Zugentgleisung bei Cléon
Ein Regionalzug der Bauart TER entgleiste am Freitagabend, dem 11. September 2026, während der Fahrt auf der Bahnstrecke zwischen Rouen im Département Seine-Maritime und Caen im Département Calvados. Der Vorfall ereignete sich zwischen 19:30 und 19:45 Uhr auf dem Streckenabschnitt zwischen Tourville-la-Rivière und Elbeuf-Saint-Aubin, nahe der Gemeinde Cléon. Erste Fahrgastzahlen von Verkehrsbehörden und Regionalverwaltung lagen zwischen 180 und 200 Personen an Bord des Zuges zum Zeitpunkt des Unfalls.
Nach Angaben einer Polizeiquelle stieß der Zug mit einem unbekannten Gegenstand auf den Gleisen zusammen, bevor er entgleiste. Die Wucht des Aufpralls führte dazu, dass vier Waggons aus den Gleisen sprangen, wobei ein Waggon vollständig umkippte. Nach der Entgleisung warnte die Präfektur von Seine-Maritime über offizielle Kanäle Autofahrer und Anwohner, den unmittelbaren Bereich um Cléon und Tourville-la-Rivière zu meiden, um die Rettungsarbeiten zu erleichtern.
- TER-Zug entgleist zwischen Tourville und Elbeuf-Saint-Aubin nach Zusammenprall mit einem Gegenstand
- Präfektur aktiviert das Département-Einsatzzentrum und den ORSEC-NOVI-Notfallplan
- Verkehrsminister Philippe Tabarot meldet eine vorläufige Bilanz von etwa 20 Verletzten
- SNCF setzt Strecken Rouen-Caen und Caen-Le Havre außer Betrieb und richtet Ersatzbusverkehr ein
Massenunfallplan aktiviert
Frankreichs Verkehrsminister Philippe Tabarot gab kurz nach der Entgleisung eine vorläufige Opferbilanz bekannt, die von etwa 20 Verletzten spricht. Einsatzkräfte errichteten schnell Triage-Stationen in Gleisnähe, um verletzte Fahrgäste zu versorgen, bevor sie in regionale Krankenhäuser gebracht wurden.
Zu dieser Stunde geht die vorläufige Bilanz von etwa zwanzig Verletzten aus.
Als Reaktion auf die Schwere des Unfalls aktivierte die Präfektur Seine-Maritime um 20:00 Uhr ihr Département-Einsatzzentrum (COD). Der Präfekt setzte gleichzeitig den ORSEC-NOVI-Plan in Kraft, ein spezielles französisches Notfallprotokoll zur Bewältigung zahlreicher Verletzter bei Katastrophen. Der Präfekt begab sich direkt zur Unfallstelle, um die Rettungsdienste zu koordinieren und den Personaleinsatz zu überwachen. Laut Einsatzmeldungen schickten die Rettungsdienste rund 40 Fahrzeuge zum Unfallort, um Evakuierungen durchzuführen, während die Präfektur mitteilte, dass regelmäßig weitere Status-Updates folgen würden.
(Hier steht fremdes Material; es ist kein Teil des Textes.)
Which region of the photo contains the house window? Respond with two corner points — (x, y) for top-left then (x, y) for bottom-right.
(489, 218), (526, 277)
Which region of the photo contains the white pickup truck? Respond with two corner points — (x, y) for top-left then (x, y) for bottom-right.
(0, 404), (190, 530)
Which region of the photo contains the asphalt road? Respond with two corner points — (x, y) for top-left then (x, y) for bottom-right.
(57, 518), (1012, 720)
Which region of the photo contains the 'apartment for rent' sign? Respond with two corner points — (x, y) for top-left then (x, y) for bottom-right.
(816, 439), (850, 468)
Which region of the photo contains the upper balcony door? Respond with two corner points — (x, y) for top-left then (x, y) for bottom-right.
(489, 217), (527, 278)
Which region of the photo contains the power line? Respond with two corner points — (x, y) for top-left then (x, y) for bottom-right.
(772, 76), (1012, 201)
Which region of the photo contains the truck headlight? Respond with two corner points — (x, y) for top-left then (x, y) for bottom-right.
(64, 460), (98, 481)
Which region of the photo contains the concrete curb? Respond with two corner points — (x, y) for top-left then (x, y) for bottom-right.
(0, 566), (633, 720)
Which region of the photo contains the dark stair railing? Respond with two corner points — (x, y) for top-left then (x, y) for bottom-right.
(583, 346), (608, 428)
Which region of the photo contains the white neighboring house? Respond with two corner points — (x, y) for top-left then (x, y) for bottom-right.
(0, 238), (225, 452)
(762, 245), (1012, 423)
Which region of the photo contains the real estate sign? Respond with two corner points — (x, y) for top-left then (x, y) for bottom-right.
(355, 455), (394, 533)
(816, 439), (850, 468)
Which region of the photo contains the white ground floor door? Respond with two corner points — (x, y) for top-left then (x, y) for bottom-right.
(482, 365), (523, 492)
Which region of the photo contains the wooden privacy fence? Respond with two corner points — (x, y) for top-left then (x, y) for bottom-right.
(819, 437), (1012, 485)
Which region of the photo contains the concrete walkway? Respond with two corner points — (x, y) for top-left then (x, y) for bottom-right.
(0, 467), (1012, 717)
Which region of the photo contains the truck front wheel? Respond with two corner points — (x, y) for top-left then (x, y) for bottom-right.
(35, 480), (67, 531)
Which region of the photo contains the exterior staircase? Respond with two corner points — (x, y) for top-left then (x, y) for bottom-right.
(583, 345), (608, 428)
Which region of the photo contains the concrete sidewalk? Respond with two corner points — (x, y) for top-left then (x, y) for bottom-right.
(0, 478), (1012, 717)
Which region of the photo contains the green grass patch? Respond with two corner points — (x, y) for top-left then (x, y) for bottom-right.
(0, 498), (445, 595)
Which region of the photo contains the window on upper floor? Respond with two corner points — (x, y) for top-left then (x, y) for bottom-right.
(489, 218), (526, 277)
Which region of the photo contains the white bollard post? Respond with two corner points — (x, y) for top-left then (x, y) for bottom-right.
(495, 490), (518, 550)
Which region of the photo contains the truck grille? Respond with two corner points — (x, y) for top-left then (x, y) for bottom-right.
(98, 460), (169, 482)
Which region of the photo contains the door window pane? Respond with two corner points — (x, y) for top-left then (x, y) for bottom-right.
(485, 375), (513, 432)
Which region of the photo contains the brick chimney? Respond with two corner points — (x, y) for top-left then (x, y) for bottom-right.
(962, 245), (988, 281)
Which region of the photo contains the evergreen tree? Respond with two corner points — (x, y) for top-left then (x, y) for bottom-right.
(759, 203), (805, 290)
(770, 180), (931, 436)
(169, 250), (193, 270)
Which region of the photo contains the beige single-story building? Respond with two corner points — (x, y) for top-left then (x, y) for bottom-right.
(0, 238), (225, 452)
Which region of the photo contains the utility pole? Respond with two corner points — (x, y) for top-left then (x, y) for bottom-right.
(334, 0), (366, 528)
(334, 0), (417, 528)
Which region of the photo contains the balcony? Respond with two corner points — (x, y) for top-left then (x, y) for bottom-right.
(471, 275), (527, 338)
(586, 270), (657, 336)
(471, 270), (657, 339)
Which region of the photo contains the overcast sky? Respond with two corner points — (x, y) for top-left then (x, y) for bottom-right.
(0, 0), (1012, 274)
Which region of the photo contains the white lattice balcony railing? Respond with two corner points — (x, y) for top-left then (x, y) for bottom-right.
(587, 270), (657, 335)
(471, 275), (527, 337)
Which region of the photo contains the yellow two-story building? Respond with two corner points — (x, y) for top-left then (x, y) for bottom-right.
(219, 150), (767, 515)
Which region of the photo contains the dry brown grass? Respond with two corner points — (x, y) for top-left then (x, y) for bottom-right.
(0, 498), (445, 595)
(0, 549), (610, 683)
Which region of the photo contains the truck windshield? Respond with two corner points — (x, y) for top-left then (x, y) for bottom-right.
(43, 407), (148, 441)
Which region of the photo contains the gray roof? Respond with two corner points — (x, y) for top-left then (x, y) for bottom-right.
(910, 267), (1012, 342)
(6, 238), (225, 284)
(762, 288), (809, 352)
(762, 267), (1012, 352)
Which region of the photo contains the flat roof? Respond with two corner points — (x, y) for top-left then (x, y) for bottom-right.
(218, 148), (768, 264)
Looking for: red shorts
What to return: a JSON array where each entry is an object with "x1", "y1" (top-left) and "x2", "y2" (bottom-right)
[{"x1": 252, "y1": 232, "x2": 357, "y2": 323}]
Regionale Zugausfälle und Ermittlungen
Der Unfall führte zu erheblichen Beeinträchtigungen im gesamten normannischen Personenzugnetz. Die französische Staatsbahn SNCF gab bekannt, dass der Zugverkehr auf der Strecke Rouen-Caen in beide Richtungen sowie zwischen Caen und Le Havre sofort eingestellt wurde. Um den gestrandeten Fahrgästen alternative Reisemöglichkeiten zu bieten, richtete die SNCF ein Ersatzbusnetz auf den betroffenen Strecken ein.
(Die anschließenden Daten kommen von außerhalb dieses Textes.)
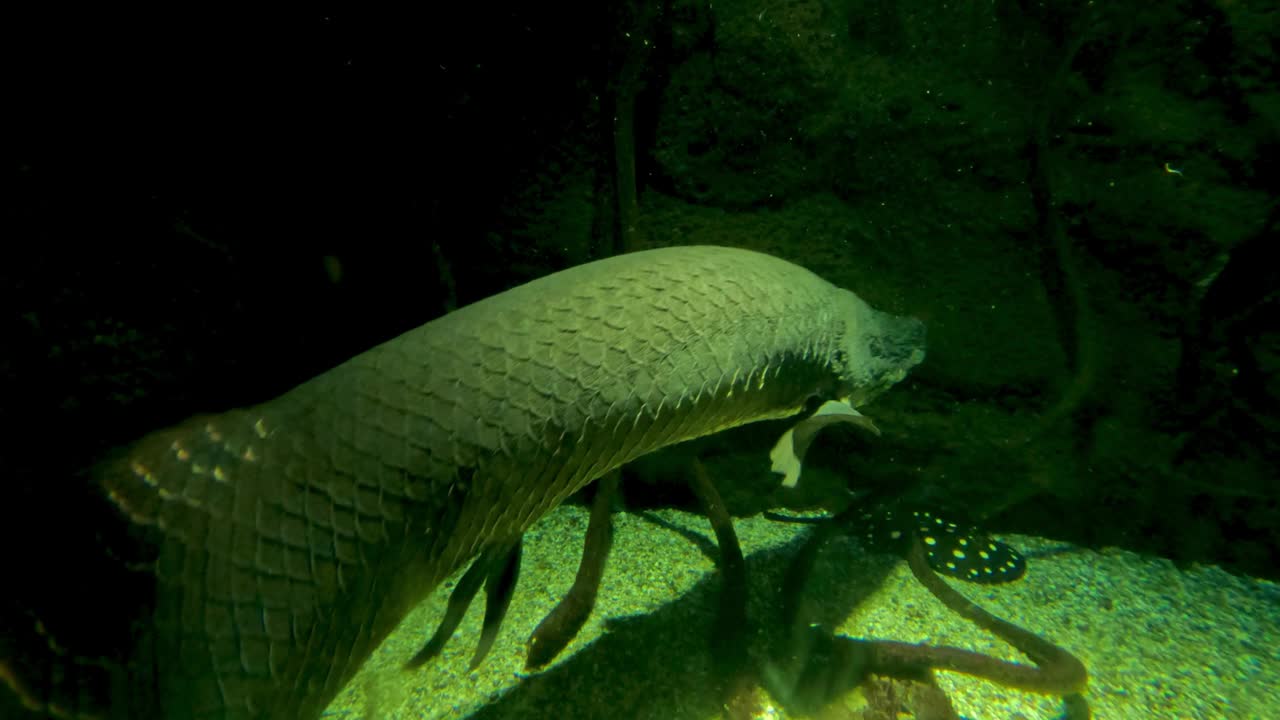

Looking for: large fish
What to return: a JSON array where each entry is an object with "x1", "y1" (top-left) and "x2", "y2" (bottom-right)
[{"x1": 0, "y1": 247, "x2": 924, "y2": 720}]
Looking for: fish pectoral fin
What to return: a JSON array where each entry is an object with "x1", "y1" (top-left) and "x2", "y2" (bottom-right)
[{"x1": 769, "y1": 400, "x2": 879, "y2": 488}]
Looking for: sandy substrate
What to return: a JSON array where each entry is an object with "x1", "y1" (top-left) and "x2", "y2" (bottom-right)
[{"x1": 325, "y1": 506, "x2": 1280, "y2": 720}]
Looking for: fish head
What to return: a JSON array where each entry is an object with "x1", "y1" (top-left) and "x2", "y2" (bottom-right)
[{"x1": 838, "y1": 291, "x2": 925, "y2": 407}]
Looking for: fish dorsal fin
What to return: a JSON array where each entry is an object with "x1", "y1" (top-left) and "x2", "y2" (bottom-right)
[{"x1": 769, "y1": 400, "x2": 879, "y2": 488}]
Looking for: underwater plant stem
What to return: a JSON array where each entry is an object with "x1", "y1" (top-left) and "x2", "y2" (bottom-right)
[
  {"x1": 901, "y1": 538, "x2": 1089, "y2": 696},
  {"x1": 525, "y1": 470, "x2": 618, "y2": 670},
  {"x1": 691, "y1": 459, "x2": 748, "y2": 678}
]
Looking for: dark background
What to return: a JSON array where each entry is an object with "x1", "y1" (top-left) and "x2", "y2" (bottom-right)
[{"x1": 0, "y1": 0, "x2": 1280, "y2": 681}]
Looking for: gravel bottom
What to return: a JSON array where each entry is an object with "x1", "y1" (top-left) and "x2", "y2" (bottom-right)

Spezialisten der SNCF und technische Teams trafen am Freitagabend an der Unfallstelle bei Cléon ein, um die Schäden zu begutachten und den genauen Unfallhergang zu untersuchen. Minister Tabarot erklärte, dass die Regierungsbehörden, die Département-Präfektur und die SNCF-Krisenstäbe die Lage in Echtzeit verfolgen. Arbeitskolonnen koordinieren sich mit den Rettungskräften, um die Gleisinfrastruktur zu sichern und mit der Planung des Abtransports der vier entgleisten Waggons und des umgestürzten Wagens zu beginnen.